An der Bildung in Schulen sind nicht nur Lehrerinnen und der Senat beteiligt. Wir Jusos stehen für die Demokratisierung aller Lebensbereiche, so auch die Demokratisierung von Schule. Schülerinnen und Eltern müssen in den konkreten Prozess, wie Digitalisierung in den Schulen vorangetrieben wird, eingebunden werden. Die Einbindung der Schülerinnen ist zwingend notwendig, um die Praktibilität, Nutzerinnenfreundlichkeit aber auch Akzeptanz zu garantieren. In Schulen, in denen es eine Schülerinnenvertretung gibt, muss diese hinzugezogen werden, auch bevor Entscheidungen fallen. In Schulen ohne Schülerinnenvertretung muss eine gesamtschulische Lösung gefunden werden. Sobald es um den Umgang mit Daten von Schüler*innen als auch gravierende Veränderungen der Lernwelt geht, müssen auch die Eltern frühzeitig eingebunden werden.

 

Wir fordern daher von den sozialdemokratischen Mitgliedern der SPD-Abgeordnetenhausfraktion sowie der Senatorin für Bildung, Jugend und Familie:

  • die Einbindung von Schülerinnen und Eltern in jedem Schritt der Entscheidungsfindung gewährleistet werden. Hierbei soll gezielt auch mit den gewählten Vertretungen wie dem Landeseltern- und dem Landesschülerinnenausschuss gearbeitet werden.

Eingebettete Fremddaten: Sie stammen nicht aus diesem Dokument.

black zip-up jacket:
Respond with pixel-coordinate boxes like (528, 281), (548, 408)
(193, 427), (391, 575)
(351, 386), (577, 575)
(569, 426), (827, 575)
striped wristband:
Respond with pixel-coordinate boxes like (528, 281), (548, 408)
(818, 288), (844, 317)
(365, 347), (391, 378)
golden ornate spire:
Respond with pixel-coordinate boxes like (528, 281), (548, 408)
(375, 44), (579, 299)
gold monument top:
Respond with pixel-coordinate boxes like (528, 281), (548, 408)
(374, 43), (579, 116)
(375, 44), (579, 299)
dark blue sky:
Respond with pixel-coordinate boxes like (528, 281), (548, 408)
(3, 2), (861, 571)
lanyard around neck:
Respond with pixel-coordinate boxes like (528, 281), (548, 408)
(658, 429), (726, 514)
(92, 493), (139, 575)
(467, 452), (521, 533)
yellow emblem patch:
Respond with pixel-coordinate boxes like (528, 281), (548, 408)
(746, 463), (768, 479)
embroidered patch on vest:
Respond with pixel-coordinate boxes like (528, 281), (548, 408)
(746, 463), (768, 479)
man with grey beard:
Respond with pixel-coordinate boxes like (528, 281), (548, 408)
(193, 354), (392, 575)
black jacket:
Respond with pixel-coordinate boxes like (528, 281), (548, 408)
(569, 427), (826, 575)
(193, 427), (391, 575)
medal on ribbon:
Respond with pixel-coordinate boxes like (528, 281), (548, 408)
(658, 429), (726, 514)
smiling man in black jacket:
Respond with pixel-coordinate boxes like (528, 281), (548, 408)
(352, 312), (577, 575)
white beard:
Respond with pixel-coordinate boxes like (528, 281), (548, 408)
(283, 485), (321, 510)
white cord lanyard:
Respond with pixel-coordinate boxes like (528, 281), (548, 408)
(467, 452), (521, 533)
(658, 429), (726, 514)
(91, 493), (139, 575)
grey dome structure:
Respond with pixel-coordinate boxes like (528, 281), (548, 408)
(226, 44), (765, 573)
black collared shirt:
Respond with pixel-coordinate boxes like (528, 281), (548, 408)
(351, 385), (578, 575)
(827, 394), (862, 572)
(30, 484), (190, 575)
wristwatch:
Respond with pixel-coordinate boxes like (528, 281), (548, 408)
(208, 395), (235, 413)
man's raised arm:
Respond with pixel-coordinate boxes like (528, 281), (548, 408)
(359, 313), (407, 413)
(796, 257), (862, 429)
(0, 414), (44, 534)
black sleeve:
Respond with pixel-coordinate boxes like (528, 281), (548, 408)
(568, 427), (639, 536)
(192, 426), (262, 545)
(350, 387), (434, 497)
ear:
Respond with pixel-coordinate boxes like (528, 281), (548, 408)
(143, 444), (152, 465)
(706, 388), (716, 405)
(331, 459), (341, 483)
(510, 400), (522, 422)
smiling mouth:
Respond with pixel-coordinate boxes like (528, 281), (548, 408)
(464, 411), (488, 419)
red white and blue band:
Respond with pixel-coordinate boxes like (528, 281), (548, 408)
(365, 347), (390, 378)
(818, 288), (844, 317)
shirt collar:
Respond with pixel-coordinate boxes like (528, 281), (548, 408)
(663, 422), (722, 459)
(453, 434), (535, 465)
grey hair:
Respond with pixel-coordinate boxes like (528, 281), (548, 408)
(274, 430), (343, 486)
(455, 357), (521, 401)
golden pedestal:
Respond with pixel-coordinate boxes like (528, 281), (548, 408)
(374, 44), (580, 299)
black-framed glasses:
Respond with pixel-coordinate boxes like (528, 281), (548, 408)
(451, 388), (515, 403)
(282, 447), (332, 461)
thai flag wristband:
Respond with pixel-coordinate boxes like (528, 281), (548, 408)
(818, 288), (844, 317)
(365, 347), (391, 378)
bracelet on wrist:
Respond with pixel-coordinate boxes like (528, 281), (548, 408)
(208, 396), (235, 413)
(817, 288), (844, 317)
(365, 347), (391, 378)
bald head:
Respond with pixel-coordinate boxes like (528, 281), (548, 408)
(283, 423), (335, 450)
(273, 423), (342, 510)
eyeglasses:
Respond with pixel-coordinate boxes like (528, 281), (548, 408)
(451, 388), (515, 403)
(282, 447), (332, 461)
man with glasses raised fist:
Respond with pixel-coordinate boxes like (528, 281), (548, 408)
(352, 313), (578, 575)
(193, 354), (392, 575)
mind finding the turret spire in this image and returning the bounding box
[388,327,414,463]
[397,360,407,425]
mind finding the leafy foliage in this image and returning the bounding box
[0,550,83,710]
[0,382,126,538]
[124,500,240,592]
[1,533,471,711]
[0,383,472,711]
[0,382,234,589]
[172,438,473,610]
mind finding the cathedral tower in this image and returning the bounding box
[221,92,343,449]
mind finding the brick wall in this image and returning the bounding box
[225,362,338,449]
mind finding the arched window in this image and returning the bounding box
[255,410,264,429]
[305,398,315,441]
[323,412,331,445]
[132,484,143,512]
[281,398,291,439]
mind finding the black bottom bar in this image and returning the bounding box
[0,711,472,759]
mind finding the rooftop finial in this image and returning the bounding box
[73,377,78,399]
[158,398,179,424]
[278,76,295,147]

Zudem sollen die Rechte der Schulkonferenz dahingehend ausgebaut werden, als dass §76 (1) des Schulgesetzes des Landes Berlin um Entscheidungs- und Anhörungskompetenzen der Schulkonferenz bei Fragen, die den Prozess der Digitalisierung an der Schule betreffen, erweitert wird
  • dass eine gesetzliche Vorgabe erarbeitet und verabschiedet wird, die eine Zusammenarbeit von IT-Unternehmen und Schulen nur nach Einverständnis durch die Senatsverwaltung für Bildung und unter Vorlage der entsprechenden Verträge
  • dass ein gesetzlicher Rahmen an Mindestanforderungen aufgestellt wird, die erfüllt sein müssen, damit die Senatsverwaltung für Bildung Einverständnis erteilt
  • dass über die bereits geplante Personalaufstockung hinaus weitere Stellen zeitnah geschaffen werden, die die an den Berliner Schulen eingesetzten Geräte/Software unter Einbezug des Medienkonzepts konstant pädagogisch betreuen und evaluieren
  • dass die Entwicklung von Medienkonzepten sowie Fortbildungsplanungen der Kollegien von den zuständigen IT-Betreuer*innen zusammen mit pädagogischen Fachleuten angeleitet und in regelmäßigen Abständen mithilfe von einem aufzustellenden Qualitätsraster überprüft wird
  • dass das Land Berlin nach alternativen Unternehmen sucht und diese den Schulen gegenüber kommuniziert
  • dass die Personalsituation und die internen Verwaltungsprozesse so anzupassen sind, dass in diesem Kalenderjahr der erste Mittelabfluss der Fördergelder gewährleistet ist
  • dass das Land Berlin aus dem bestehenden Anbieter*innen-Pool eine nicht-kommerzielle Lehr- und Lehrplattform als Standard für alle allgemein bildenden Schulen definiert, die höchsten Datenschutz-Anforderungen genügt. Entspricht keine bereits existierende Lehr- und Lernplattform diesen Anforderungen, muss das Land eine entsprechende Plattform entwickeln bzw. entwickeln lassen
  • dass das Land Berlin (ggf. in Zusammenarbeit mit anderen Bundesländern) neue Lösungen und Verfahren für digitale Lernmaterialien erarbeitet. Hierzu können Kooperationen mit Schulbuchverlagen, genauso wie die Erstellung neuer Lernmaterialien und neue Konzepte für digitale Lernumwelten zählen
Empfehlung der Antragskommission:
Erledigt bei Annahme Neufassung 64/I/2020 (Konsens)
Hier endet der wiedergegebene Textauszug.